- San Francisco Fed leader says his outlook hasn't changed
- Pickup in inflation data has been `very encouraging,' he says
Federal Reserve Bank of San Francisco President John Williams said the U.S. economy appears to be weathering cooler global growth and he repeated that the central bank will raise interest rates at a gradual pace.
“Despite recent financial market volatility, my overall outlook for both the U.S. and the global economy remains largely unchanged over the past few months,” Williams said Tuesday in a speech in Singapore. “We took the first small step with a modest rate hike in December, and the future pace will be, as we’ve said repeatedly, gradual and thoughtful.”

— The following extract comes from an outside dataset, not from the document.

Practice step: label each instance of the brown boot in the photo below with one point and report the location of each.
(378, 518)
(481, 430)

Fed officials are discussing how quickly they should raise rates a second time following their first hike for nearly a decade in December. Williams, who doesn’t vote on monetary policy this year, didn’t comment on the timing in his text, though he was among Fed officials who last week said increases could be considered as soon as April.
“I see continued growth in the U.S., and I don’t see the global situation as dire,” Williams said. “The ability of governments and central banks to respond to their own needs while navigating global conditions may not be a miracle cure, but it offers stability.”

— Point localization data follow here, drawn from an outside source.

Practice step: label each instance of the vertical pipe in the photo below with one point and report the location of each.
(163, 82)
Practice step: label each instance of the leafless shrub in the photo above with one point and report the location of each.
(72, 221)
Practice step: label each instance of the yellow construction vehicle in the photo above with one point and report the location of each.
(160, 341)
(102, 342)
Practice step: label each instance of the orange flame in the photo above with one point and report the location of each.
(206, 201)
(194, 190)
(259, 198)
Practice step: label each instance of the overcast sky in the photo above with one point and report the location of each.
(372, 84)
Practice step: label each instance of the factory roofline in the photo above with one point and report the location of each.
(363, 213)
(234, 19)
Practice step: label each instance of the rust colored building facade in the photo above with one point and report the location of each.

Williams said he expects the U.S. economy to expand at “a bit above 2 percent this year,” pushing the unemployment rate down to around 4.5 percent by the end of 2016.
“On the inflation side, we’re not quite where I’d like us to be, but recent developments have been very encouraging and add to my confidence that we’re on course to reach our goal” of 2 percent, he said.

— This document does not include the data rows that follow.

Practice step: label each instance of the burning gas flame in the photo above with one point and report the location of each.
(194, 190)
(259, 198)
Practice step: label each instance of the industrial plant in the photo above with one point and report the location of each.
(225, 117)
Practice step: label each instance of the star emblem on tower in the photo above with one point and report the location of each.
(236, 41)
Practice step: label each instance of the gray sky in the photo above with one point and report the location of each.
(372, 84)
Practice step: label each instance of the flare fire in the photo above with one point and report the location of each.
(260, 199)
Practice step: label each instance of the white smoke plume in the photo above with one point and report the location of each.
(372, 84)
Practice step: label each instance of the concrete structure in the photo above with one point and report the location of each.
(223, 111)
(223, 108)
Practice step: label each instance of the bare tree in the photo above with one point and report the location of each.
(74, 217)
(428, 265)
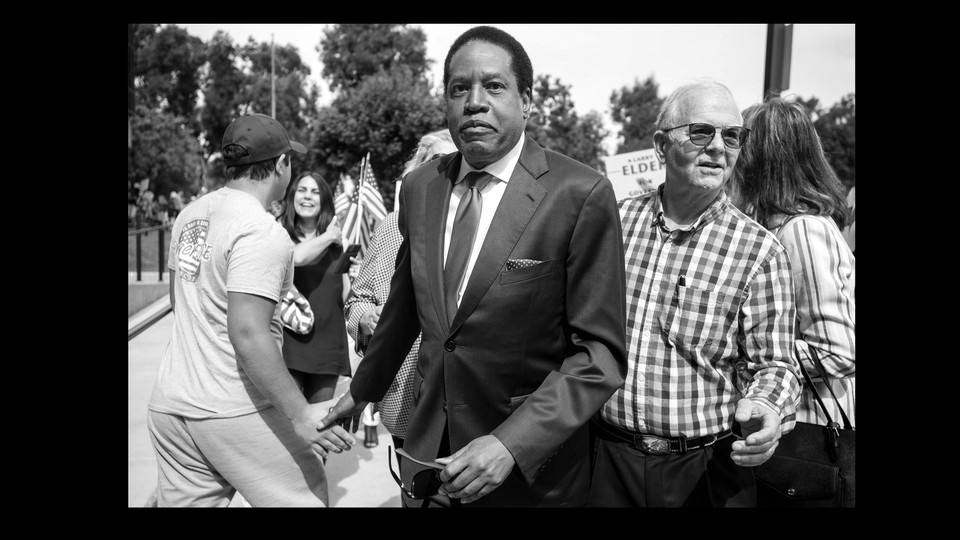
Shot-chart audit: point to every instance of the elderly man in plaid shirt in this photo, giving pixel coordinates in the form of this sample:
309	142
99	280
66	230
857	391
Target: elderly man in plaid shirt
712	379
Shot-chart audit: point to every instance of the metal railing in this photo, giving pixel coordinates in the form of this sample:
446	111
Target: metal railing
161	252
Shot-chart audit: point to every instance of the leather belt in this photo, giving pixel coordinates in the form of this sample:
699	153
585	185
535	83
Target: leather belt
653	444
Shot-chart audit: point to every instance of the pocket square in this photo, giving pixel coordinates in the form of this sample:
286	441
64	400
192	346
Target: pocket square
514	264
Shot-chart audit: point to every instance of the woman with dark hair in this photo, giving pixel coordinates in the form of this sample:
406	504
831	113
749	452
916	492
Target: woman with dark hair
784	181
318	358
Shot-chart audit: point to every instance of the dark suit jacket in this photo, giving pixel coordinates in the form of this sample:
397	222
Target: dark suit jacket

The threat of a “pretty big correction” in the bond market argues for gradual moves from the Fed, Williams said.
“Bond yields are very low because of policy actions taken around the world,” Williams told reporters after the speech, adding that economists project 10-year Treasury yields will rise to 4.25 percent to 4.5 percent over the next few years. “What happens if some day some event causes markets to reassess -- 10-year Treasuries are too low -- and move back to something of a more normal level. That could be disruptive. I do think that there’s going to be over the next few years a movement of long-term yields back up to more normal levels.”
Williams said in response to audience questions after his speech that he doesn’t expect negative U.S. interest rates in the “foreseeable future,” while also adding that the Fed has studied such a policy “carefully.”
Asked about the quarterly summary of economic projections, in which Fed officials release their forecasts for the path of interest rates over coming years, Williams said he favors keeping the dot-plot forecasts because they show how policy is likely to evolve with the economy. “I love the dots,” Williams said. “What’s wrong with the dots?”
Williams was head of research for Fed Chair Janet Yellen when she ran the San Francisco Fed. Yellen will give her take on the U.S. economic outlook later on Tuesday with a speech in New York.